I thought it was cool the first time I saw it.
Just try something simple
from pylab import *
x,y = meshgrid(linspace(-5,5,101),linspace(0,5,101))
h = y
z = x + complex(0,1)*y
znew = z**0.25 # Doing a simple conformal map
xnew = znew.real
ynew = znew.imag
And you get nice contours in a pieslice-shaped domain with an angle of 45 degrees
From: "Scott Sinclair" <firstname.lastname@example.org >
That is very cool, I hadn't thought of it!

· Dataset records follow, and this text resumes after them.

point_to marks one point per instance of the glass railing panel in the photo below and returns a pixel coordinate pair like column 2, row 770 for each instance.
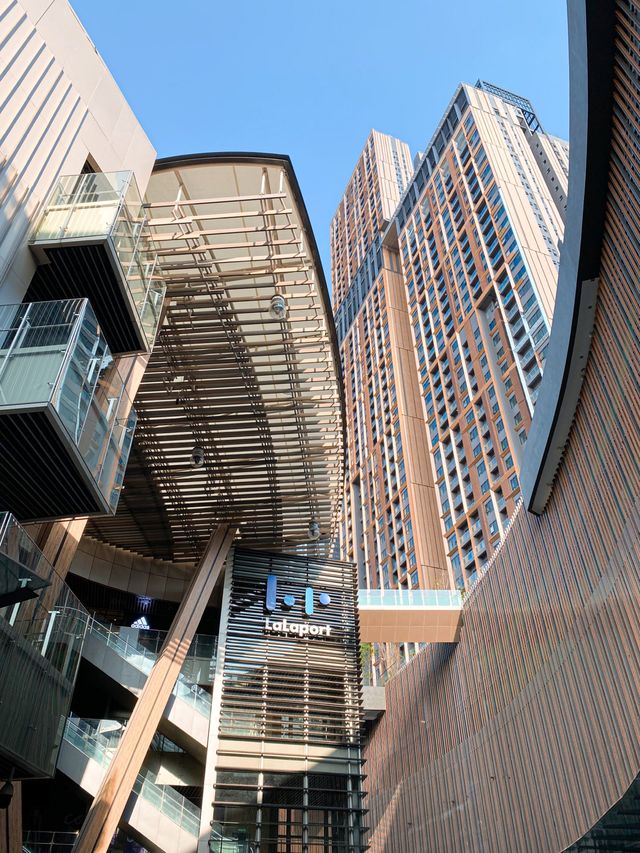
column 34, row 341
column 142, row 653
column 108, row 206
column 52, row 841
column 82, row 206
column 98, row 740
column 53, row 354
column 40, row 648
column 409, row 598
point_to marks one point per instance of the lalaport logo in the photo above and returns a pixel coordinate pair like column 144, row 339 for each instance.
column 283, row 626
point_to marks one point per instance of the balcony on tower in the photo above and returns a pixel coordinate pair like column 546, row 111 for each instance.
column 92, row 240
column 66, row 421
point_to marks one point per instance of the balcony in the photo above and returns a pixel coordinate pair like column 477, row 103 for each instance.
column 66, row 422
column 92, row 241
column 42, row 630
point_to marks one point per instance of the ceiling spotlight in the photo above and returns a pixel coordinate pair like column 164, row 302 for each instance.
column 6, row 793
column 197, row 457
column 277, row 307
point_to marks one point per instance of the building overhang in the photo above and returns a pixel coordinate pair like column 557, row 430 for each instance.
column 251, row 382
column 591, row 80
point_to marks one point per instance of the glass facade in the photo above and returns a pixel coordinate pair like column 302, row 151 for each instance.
column 89, row 208
column 54, row 359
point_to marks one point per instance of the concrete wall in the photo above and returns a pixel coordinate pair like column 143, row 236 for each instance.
column 59, row 105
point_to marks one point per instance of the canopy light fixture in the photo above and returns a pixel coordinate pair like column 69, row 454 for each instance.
column 278, row 307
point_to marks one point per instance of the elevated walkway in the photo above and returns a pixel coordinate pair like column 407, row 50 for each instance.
column 157, row 816
column 127, row 662
column 409, row 616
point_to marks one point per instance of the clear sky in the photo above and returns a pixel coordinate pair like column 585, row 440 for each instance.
column 310, row 79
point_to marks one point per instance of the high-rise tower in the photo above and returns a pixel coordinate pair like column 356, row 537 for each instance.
column 390, row 526
column 443, row 315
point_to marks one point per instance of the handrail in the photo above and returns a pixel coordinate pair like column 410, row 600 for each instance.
column 166, row 799
column 143, row 659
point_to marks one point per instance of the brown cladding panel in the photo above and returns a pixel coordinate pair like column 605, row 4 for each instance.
column 524, row 735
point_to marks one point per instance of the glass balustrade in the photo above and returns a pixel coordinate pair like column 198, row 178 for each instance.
column 41, row 641
column 409, row 598
column 143, row 656
column 54, row 359
column 106, row 207
column 98, row 740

So what you're saying is that any transformation (a complex distortion) of a regular rectangular grid is fine. The fact that the grid's 'pixels' are four sided quadrilaterals satisfies this condition and the contour algorithm works...

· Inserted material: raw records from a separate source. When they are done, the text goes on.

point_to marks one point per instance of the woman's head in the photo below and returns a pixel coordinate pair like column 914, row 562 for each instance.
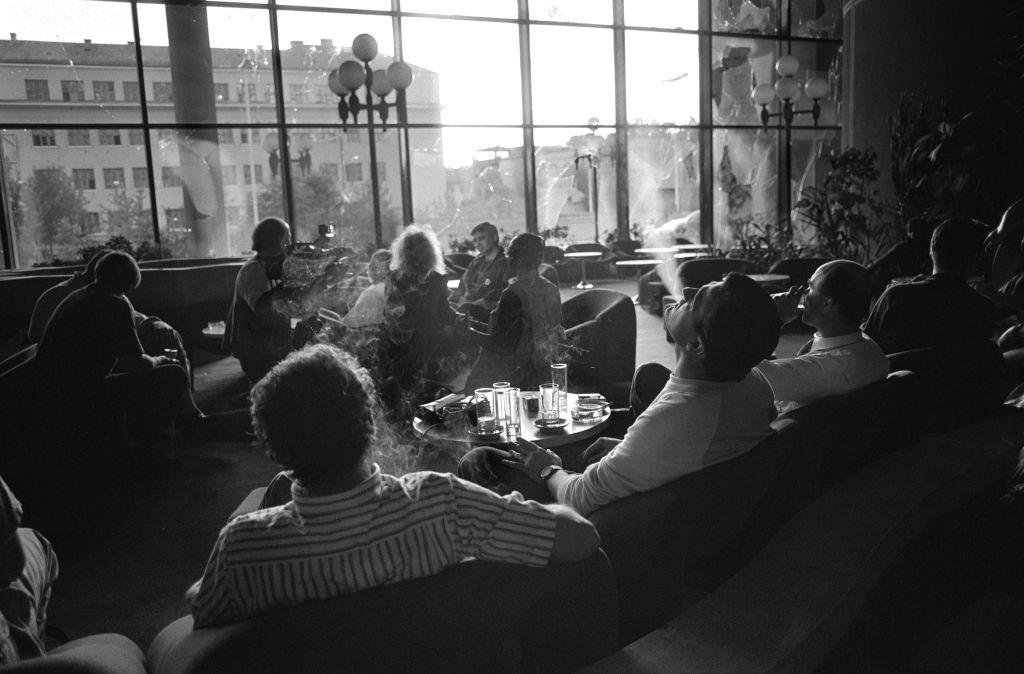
column 417, row 252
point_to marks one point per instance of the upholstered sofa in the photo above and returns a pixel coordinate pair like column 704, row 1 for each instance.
column 472, row 617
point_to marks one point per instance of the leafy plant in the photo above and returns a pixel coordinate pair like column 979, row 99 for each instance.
column 846, row 214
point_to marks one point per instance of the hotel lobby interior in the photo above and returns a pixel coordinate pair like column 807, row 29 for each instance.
column 651, row 145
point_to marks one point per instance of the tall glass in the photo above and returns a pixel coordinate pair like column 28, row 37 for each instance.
column 559, row 377
column 484, row 401
column 550, row 403
column 513, row 415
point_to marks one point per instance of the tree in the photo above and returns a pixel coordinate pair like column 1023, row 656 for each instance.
column 60, row 207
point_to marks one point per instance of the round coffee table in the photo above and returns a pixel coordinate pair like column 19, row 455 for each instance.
column 570, row 433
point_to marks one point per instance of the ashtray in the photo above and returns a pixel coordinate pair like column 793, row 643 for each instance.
column 496, row 434
column 554, row 424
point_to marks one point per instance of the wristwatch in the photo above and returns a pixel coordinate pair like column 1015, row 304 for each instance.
column 548, row 471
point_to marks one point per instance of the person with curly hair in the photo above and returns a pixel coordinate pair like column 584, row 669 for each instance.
column 334, row 523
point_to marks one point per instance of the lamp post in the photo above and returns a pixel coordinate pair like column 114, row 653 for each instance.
column 593, row 144
column 345, row 82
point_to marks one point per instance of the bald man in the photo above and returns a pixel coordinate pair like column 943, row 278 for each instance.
column 841, row 357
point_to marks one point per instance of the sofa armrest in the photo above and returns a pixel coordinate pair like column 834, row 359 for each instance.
column 97, row 653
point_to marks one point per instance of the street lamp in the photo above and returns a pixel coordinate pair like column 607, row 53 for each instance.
column 345, row 82
column 593, row 144
column 788, row 90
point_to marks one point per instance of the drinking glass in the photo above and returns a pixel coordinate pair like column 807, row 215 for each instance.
column 484, row 399
column 550, row 402
column 559, row 377
column 512, row 418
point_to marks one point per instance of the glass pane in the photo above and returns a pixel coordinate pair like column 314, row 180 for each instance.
column 567, row 161
column 582, row 86
column 816, row 18
column 744, row 16
column 310, row 55
column 66, row 198
column 499, row 8
column 457, row 89
column 817, row 59
column 737, row 64
column 579, row 11
column 51, row 61
column 662, row 78
column 464, row 176
column 745, row 182
column 209, row 194
column 665, row 183
column 239, row 87
column 657, row 13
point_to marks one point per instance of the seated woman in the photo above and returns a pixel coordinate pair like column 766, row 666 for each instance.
column 524, row 332
column 256, row 333
column 417, row 329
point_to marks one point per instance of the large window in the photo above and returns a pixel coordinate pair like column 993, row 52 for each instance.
column 578, row 119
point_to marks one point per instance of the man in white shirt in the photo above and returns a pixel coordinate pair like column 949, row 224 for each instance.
column 840, row 359
column 711, row 410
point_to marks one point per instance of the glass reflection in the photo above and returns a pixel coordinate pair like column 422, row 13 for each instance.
column 662, row 78
column 665, row 183
column 571, row 205
column 462, row 176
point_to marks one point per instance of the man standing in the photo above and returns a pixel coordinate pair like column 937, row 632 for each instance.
column 711, row 410
column 941, row 308
column 347, row 525
column 484, row 279
column 840, row 359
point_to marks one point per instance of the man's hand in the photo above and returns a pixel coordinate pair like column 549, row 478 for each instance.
column 787, row 303
column 530, row 459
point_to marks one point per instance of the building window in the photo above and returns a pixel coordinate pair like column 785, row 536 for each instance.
column 110, row 136
column 114, row 178
column 73, row 90
column 78, row 137
column 247, row 172
column 103, row 91
column 84, row 178
column 44, row 138
column 131, row 92
column 170, row 176
column 163, row 92
column 90, row 222
column 37, row 90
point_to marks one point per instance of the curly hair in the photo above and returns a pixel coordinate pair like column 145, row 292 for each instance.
column 312, row 412
column 417, row 252
column 739, row 329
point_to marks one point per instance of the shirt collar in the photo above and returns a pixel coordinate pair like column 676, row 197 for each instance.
column 825, row 343
column 365, row 491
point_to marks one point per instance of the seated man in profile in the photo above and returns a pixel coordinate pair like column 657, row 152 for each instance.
column 840, row 359
column 485, row 278
column 524, row 331
column 91, row 368
column 343, row 525
column 711, row 410
column 941, row 308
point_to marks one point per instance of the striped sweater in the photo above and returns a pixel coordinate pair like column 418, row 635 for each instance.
column 384, row 531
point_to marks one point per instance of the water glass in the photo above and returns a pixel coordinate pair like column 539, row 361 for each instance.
column 484, row 401
column 513, row 416
column 550, row 403
column 559, row 377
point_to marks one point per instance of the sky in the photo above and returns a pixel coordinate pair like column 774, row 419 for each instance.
column 477, row 61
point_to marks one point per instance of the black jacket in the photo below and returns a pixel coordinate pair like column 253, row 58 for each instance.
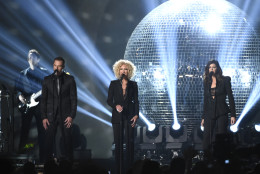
column 51, row 101
column 130, row 104
column 223, row 89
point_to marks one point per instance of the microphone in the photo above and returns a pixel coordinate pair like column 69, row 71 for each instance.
column 211, row 74
column 55, row 71
column 122, row 77
column 210, row 77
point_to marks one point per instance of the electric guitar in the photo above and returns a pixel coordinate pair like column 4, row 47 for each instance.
column 24, row 107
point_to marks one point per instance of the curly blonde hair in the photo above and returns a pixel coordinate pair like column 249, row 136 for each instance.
column 129, row 64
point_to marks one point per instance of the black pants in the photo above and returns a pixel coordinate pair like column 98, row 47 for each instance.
column 213, row 127
column 64, row 138
column 128, row 139
column 25, row 128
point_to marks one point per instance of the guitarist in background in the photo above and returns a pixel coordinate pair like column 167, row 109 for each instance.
column 27, row 85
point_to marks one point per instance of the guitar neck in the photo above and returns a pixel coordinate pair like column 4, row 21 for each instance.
column 37, row 94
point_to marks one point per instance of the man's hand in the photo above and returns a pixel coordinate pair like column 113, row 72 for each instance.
column 134, row 120
column 68, row 122
column 22, row 99
column 45, row 123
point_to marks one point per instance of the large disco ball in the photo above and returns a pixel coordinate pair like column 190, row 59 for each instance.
column 171, row 47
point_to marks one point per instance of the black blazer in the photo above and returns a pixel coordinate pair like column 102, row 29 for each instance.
column 130, row 104
column 67, row 100
column 223, row 89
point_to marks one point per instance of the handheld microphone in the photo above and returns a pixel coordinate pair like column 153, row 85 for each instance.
column 55, row 71
column 122, row 77
column 210, row 77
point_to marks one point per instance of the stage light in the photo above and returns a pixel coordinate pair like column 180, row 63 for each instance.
column 154, row 136
column 151, row 127
column 257, row 127
column 176, row 126
column 234, row 128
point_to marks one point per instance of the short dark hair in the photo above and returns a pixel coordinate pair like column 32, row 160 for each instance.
column 59, row 58
column 33, row 52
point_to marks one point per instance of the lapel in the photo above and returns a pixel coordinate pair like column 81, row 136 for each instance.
column 119, row 88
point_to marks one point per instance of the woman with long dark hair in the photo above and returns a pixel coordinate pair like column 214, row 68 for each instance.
column 215, row 111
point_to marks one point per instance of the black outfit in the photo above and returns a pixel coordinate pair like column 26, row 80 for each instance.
column 216, row 110
column 59, row 100
column 29, row 82
column 130, row 105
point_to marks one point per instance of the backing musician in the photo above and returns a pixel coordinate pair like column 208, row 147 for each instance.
column 27, row 85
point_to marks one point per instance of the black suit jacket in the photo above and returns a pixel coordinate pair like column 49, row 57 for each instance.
column 66, row 101
column 223, row 89
column 130, row 104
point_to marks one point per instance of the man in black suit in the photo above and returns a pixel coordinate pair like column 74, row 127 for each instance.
column 28, row 83
column 58, row 109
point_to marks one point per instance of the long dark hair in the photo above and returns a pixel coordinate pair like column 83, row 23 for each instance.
column 218, row 73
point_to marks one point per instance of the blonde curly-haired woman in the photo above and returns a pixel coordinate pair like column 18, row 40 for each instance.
column 123, row 98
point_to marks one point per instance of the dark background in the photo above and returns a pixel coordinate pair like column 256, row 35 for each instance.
column 108, row 24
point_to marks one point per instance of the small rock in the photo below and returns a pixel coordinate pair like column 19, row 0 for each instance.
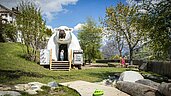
column 53, row 84
column 165, row 88
column 32, row 92
column 130, row 76
column 148, row 82
column 11, row 93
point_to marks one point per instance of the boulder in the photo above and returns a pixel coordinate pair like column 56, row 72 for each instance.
column 53, row 84
column 165, row 88
column 9, row 93
column 148, row 82
column 136, row 89
column 30, row 88
column 36, row 86
column 130, row 76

>>> "Mark Bakker" <email@example.com> 7/11/2007 11:36 >>>
Viraj and Jeff -
Maybe one extension of Jeff's answer.
The process works as long as x, y, and z are 2D arrays of the same size and shape.

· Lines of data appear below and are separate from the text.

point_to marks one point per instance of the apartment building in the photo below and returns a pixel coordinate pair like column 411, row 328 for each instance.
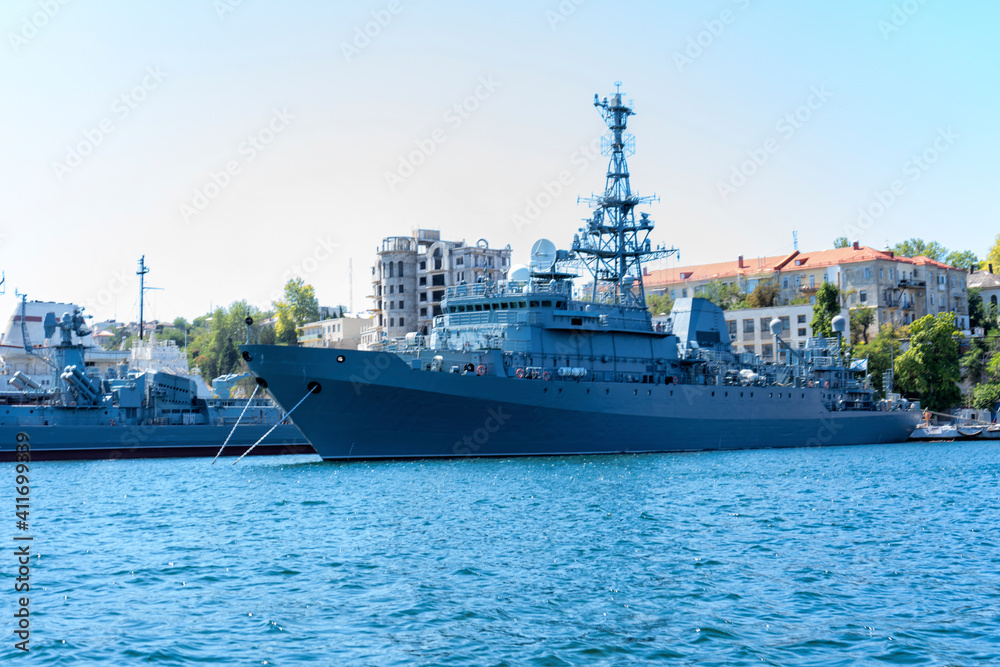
column 899, row 289
column 411, row 274
column 342, row 333
column 988, row 285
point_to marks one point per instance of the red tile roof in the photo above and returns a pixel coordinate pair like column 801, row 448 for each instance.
column 767, row 265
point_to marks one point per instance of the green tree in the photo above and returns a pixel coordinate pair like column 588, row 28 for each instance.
column 930, row 368
column 993, row 256
column 977, row 312
column 993, row 368
column 962, row 259
column 297, row 306
column 213, row 342
column 880, row 352
column 986, row 395
column 973, row 362
column 861, row 319
column 827, row 307
column 764, row 294
column 659, row 303
column 919, row 247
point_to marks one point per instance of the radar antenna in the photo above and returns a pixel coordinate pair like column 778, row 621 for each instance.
column 143, row 270
column 613, row 244
column 25, row 339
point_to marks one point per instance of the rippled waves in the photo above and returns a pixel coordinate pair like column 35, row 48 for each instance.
column 884, row 554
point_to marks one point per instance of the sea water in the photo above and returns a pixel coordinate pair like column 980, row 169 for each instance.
column 840, row 555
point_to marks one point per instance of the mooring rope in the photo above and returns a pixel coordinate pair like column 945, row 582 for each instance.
column 287, row 415
column 236, row 424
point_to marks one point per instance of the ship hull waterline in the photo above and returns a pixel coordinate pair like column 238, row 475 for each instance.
column 372, row 405
column 56, row 443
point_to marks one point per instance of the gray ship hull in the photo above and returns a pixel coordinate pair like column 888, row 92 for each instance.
column 130, row 442
column 373, row 405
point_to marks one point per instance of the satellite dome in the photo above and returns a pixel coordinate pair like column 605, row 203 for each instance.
column 519, row 274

Hence, x and y don't have to form a rectangular grid.
I have used this feature regularly for conformal mapping.
And it makes a lot of sense.
The contour routine simply looks for intersections between x and y values.
Then when it plots it uses the x and y values in the arrays.
So when those are not a rectangular grid, it doesn't care.
It's a cool feature.
I can give an example if you want,